Well, what if we got rid of the idea of paths in general? Let's think about how you draw a grid on a piece of paper (left-to-right, top-down). You start with a line. Then another identical line next to it. Then another. Eventually, you have enough identical lines, and you draw another line perpendicular to these lines. Then you draw another line identical to that one below the first one, and another, and another until you have enough for your grid.

We can make this analogy in programming. Each line is just a trace of a total order across one dimension of the cells. Morover, parallel lines are all referring to the same total order. A grid is just a geometric product of two total orders.

This description of a grid is about the meaining rather than the implementation. Our implementation of a grid under the hood might well still be pointer arithmetic, or the equivalent of a 2-dimensional doubly-linked list, or whatever. Regardless, the relationships represented by all of those structures are the same - the geometric product of two total orders.

But we could think of other basic relationships than total order, and we can think of other compositions than geometric product. It turns out that this is the most simple and flexible way to reason about the shapes and meanings of datastructures - but it completely invalidates the way that we even talk about data in existing programming languages. You cannot operate this way and define what an individual node looks like. Instead, you are describing what a datastructure looks like by describing the geometric composition of some fundamental relationships between nodes.

The nesting of one datastructure inside of the nodes of another is a composition that we use all of the time.

We also have datastructures that don't represent total orders, but instead represent partial orders, or even arbitrary graphs.

Match expressions

Separately, the use of things like match expressions to enumerate low-level logic functions ends up having a similar problem to pointer arithmetic. They don't directly interfere with reasoning about structure, but they do encode (NP-)hard problems for the compiler to solve very easily. We want to avoid enumerative approaches to defining functions in all cases, so match expressions and any of their derivatives (eg. if/else, switch) or any way of constructing them (eg. high-order-functions with dictionary types) cannot be present in the language.

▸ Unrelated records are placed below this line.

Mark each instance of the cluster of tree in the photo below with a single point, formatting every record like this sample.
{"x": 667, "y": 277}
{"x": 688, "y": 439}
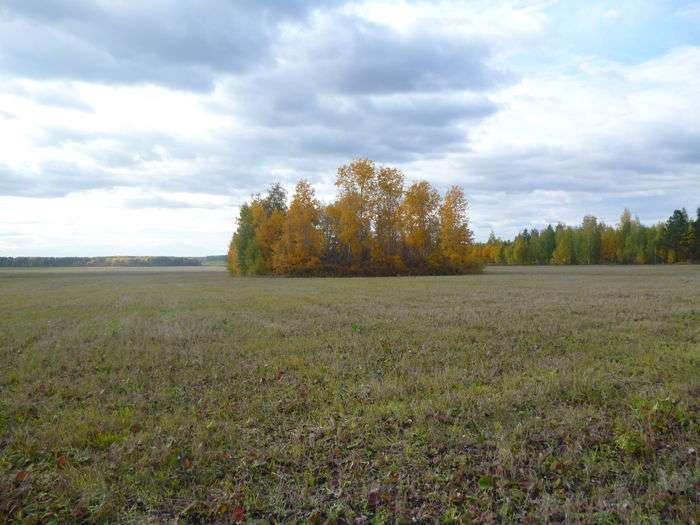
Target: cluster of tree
{"x": 593, "y": 242}
{"x": 27, "y": 262}
{"x": 376, "y": 226}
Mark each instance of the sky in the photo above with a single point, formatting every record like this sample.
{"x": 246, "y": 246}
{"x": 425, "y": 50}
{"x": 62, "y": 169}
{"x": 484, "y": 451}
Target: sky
{"x": 138, "y": 128}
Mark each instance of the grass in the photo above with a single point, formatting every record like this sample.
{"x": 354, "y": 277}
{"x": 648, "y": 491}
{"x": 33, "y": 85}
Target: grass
{"x": 553, "y": 394}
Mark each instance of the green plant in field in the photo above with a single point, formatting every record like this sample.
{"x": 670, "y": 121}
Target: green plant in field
{"x": 528, "y": 395}
{"x": 630, "y": 442}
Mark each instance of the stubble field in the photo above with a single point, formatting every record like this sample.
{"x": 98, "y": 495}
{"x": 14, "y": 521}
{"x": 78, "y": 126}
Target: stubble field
{"x": 550, "y": 394}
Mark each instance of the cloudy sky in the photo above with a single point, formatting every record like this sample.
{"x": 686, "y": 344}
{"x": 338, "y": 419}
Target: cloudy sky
{"x": 131, "y": 127}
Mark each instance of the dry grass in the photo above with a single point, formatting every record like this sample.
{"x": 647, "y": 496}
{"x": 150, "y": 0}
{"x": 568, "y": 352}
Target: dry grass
{"x": 550, "y": 394}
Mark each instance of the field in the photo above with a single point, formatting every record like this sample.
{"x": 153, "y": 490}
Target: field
{"x": 527, "y": 394}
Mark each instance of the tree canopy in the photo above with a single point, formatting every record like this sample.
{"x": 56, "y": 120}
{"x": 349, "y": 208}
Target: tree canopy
{"x": 375, "y": 226}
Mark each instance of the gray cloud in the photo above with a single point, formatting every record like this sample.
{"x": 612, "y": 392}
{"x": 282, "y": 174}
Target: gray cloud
{"x": 53, "y": 179}
{"x": 308, "y": 87}
{"x": 173, "y": 43}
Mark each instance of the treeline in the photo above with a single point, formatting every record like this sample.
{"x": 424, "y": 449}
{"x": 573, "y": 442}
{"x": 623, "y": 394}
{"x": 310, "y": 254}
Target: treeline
{"x": 593, "y": 242}
{"x": 376, "y": 226}
{"x": 29, "y": 262}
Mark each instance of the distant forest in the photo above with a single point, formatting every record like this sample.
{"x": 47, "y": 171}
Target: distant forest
{"x": 27, "y": 262}
{"x": 378, "y": 226}
{"x": 592, "y": 242}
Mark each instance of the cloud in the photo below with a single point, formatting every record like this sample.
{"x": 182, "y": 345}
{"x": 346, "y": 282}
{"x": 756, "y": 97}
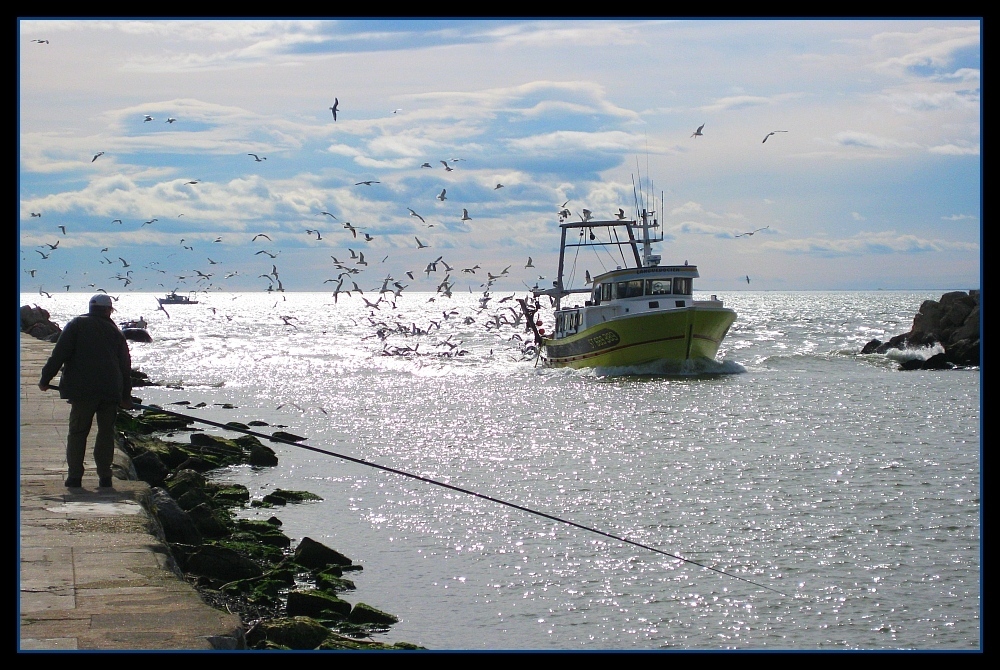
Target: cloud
{"x": 561, "y": 141}
{"x": 870, "y": 141}
{"x": 955, "y": 150}
{"x": 736, "y": 102}
{"x": 881, "y": 243}
{"x": 933, "y": 48}
{"x": 698, "y": 228}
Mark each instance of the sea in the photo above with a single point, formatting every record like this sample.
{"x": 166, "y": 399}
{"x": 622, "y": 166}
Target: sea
{"x": 792, "y": 495}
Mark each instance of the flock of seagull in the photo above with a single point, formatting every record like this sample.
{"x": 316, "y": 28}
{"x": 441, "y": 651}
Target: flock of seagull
{"x": 351, "y": 268}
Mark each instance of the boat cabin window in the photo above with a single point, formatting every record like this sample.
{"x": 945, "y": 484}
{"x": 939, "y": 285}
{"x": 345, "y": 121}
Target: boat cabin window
{"x": 658, "y": 287}
{"x": 568, "y": 322}
{"x": 629, "y": 289}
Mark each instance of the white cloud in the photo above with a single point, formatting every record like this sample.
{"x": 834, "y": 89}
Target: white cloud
{"x": 955, "y": 150}
{"x": 880, "y": 243}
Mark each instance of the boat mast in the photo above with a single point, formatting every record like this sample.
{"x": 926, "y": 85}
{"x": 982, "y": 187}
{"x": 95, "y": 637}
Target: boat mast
{"x": 562, "y": 256}
{"x": 646, "y": 250}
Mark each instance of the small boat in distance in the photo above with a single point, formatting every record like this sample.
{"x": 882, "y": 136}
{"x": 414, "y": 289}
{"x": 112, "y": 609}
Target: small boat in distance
{"x": 635, "y": 315}
{"x": 135, "y": 331}
{"x": 173, "y": 299}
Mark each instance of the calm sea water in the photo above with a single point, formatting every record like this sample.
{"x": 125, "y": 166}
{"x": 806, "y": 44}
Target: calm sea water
{"x": 851, "y": 488}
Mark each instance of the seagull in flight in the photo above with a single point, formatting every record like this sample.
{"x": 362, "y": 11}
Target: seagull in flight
{"x": 752, "y": 232}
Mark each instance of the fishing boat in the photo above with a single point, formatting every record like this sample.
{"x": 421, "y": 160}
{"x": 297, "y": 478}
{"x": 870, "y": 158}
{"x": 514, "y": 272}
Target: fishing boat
{"x": 637, "y": 314}
{"x": 173, "y": 299}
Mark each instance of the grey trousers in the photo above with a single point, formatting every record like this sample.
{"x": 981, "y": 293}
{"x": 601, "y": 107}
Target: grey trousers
{"x": 81, "y": 418}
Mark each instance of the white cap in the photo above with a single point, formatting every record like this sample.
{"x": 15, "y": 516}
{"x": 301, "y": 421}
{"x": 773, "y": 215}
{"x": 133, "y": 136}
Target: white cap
{"x": 101, "y": 300}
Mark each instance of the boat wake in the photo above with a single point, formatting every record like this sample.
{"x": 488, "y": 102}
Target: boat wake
{"x": 696, "y": 367}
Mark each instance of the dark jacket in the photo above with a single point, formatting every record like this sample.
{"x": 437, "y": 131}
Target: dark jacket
{"x": 95, "y": 360}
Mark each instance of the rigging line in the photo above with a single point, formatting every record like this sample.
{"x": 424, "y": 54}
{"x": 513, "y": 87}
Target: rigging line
{"x": 458, "y": 489}
{"x": 635, "y": 197}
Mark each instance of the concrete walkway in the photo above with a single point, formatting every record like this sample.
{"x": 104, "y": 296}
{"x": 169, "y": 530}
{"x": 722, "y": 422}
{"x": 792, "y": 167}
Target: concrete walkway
{"x": 94, "y": 574}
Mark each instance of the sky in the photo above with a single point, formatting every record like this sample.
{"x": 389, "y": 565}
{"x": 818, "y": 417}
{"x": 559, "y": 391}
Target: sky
{"x": 137, "y": 173}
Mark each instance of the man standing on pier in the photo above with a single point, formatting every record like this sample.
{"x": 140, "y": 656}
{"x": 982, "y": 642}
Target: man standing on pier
{"x": 96, "y": 380}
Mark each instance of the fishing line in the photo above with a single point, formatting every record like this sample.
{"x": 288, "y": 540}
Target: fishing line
{"x": 458, "y": 489}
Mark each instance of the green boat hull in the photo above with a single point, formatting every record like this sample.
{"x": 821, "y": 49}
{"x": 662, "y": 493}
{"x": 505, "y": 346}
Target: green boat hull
{"x": 669, "y": 335}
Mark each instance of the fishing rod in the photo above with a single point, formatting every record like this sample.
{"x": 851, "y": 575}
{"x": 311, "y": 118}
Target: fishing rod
{"x": 452, "y": 487}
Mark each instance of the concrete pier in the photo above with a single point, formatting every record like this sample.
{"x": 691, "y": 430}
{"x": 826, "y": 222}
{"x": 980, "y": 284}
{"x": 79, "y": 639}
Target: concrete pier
{"x": 94, "y": 575}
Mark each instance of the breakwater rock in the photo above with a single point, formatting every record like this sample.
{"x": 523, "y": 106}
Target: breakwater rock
{"x": 951, "y": 322}
{"x": 35, "y": 321}
{"x": 289, "y": 593}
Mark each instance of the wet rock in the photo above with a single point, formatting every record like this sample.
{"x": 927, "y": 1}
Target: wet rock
{"x": 952, "y": 322}
{"x": 316, "y": 603}
{"x": 221, "y": 563}
{"x": 149, "y": 468}
{"x": 316, "y": 555}
{"x": 176, "y": 523}
{"x": 363, "y": 613}
{"x": 36, "y": 322}
{"x": 289, "y": 633}
{"x": 282, "y": 435}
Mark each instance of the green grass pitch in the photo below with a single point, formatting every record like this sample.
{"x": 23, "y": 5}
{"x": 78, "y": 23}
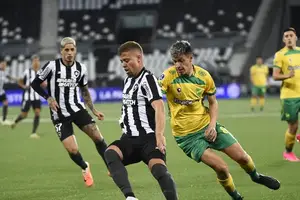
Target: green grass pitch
{"x": 41, "y": 169}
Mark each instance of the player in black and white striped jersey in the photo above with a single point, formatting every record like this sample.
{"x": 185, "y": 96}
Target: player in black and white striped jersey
{"x": 65, "y": 77}
{"x": 30, "y": 97}
{"x": 142, "y": 123}
{"x": 3, "y": 99}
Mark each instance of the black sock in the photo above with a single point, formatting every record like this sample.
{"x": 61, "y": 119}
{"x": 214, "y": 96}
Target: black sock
{"x": 165, "y": 180}
{"x": 4, "y": 112}
{"x": 101, "y": 147}
{"x": 118, "y": 172}
{"x": 36, "y": 123}
{"x": 77, "y": 158}
{"x": 19, "y": 118}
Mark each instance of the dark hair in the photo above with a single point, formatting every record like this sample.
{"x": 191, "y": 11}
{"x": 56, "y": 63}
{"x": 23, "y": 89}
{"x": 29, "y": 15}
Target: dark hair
{"x": 129, "y": 45}
{"x": 180, "y": 47}
{"x": 290, "y": 29}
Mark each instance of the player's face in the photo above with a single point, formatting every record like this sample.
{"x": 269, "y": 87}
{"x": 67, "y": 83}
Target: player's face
{"x": 68, "y": 53}
{"x": 183, "y": 64}
{"x": 131, "y": 62}
{"x": 35, "y": 64}
{"x": 259, "y": 61}
{"x": 289, "y": 39}
{"x": 3, "y": 65}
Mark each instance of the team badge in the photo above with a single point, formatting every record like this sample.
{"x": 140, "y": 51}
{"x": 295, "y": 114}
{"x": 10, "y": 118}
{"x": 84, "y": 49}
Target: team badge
{"x": 76, "y": 73}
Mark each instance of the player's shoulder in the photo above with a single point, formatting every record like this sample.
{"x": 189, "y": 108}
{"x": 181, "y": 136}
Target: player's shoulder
{"x": 281, "y": 52}
{"x": 201, "y": 73}
{"x": 169, "y": 73}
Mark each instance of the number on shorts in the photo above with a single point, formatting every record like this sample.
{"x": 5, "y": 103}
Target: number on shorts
{"x": 224, "y": 130}
{"x": 58, "y": 129}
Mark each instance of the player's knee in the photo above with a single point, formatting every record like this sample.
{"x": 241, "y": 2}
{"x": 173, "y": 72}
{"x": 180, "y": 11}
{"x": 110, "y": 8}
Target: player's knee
{"x": 221, "y": 169}
{"x": 159, "y": 171}
{"x": 242, "y": 159}
{"x": 111, "y": 156}
{"x": 24, "y": 114}
{"x": 72, "y": 150}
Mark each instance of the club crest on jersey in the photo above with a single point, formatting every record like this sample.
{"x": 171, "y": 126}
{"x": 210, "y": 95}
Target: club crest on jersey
{"x": 135, "y": 87}
{"x": 76, "y": 73}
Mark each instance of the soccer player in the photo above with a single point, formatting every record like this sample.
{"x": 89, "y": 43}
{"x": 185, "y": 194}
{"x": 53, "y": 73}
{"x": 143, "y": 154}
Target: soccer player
{"x": 195, "y": 126}
{"x": 30, "y": 97}
{"x": 286, "y": 68}
{"x": 258, "y": 76}
{"x": 3, "y": 99}
{"x": 65, "y": 77}
{"x": 143, "y": 123}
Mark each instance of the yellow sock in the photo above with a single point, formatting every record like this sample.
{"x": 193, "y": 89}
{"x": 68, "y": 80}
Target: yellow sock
{"x": 253, "y": 102}
{"x": 289, "y": 141}
{"x": 262, "y": 101}
{"x": 250, "y": 168}
{"x": 228, "y": 185}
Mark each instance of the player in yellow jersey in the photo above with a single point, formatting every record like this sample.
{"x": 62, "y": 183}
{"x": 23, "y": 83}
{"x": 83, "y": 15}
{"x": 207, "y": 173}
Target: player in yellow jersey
{"x": 258, "y": 76}
{"x": 195, "y": 126}
{"x": 287, "y": 69}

Instead, we need to reason structurally about the relationships between our logic values (which are generally provided by enumeration types). The logic values define a value space, and that value space generally has some sort of algebraic structure (think like rings and stuff) that provides some basic relationships between the different values in the value space. Relationships between compositions of value spaces are defined in terms of the relations provided by the algebraic structures of those spaces.

This way, all of our reasoning is structural rather than enumerative, both in the program, and in the compiler. This is much more tractible. We just need to ensure that we provide a sufficiently powerful set of algebraic structures and composition rules to rely on so that the programmer never finds themselves unable to specify an appropriate model for their problem domain.

Non-canonical feature sets

Lastly is the issue of having too many different ways to write the same piece of code. This particular issue can't really be pinned down to any particular feature or family of features, but rather to the philosophy that we typically use when devising the overall set of features. We really need to ensure that there is fundamentally only one way to represent any given type of relationship.

Since encoded programs are already handled in a special way, we don't have to worry about the fact that our language will be powerful enough to build any language feature from any equivalently powerful language.

Instead, we just have to worry about instances where we provide two primitives (or sets of primitives) that allow us to perform the same fundamental computation. For example, looping and recursion are both features that can be used to encode the same sorts of computation. We must ensure that only one such feature can be used in any given situation.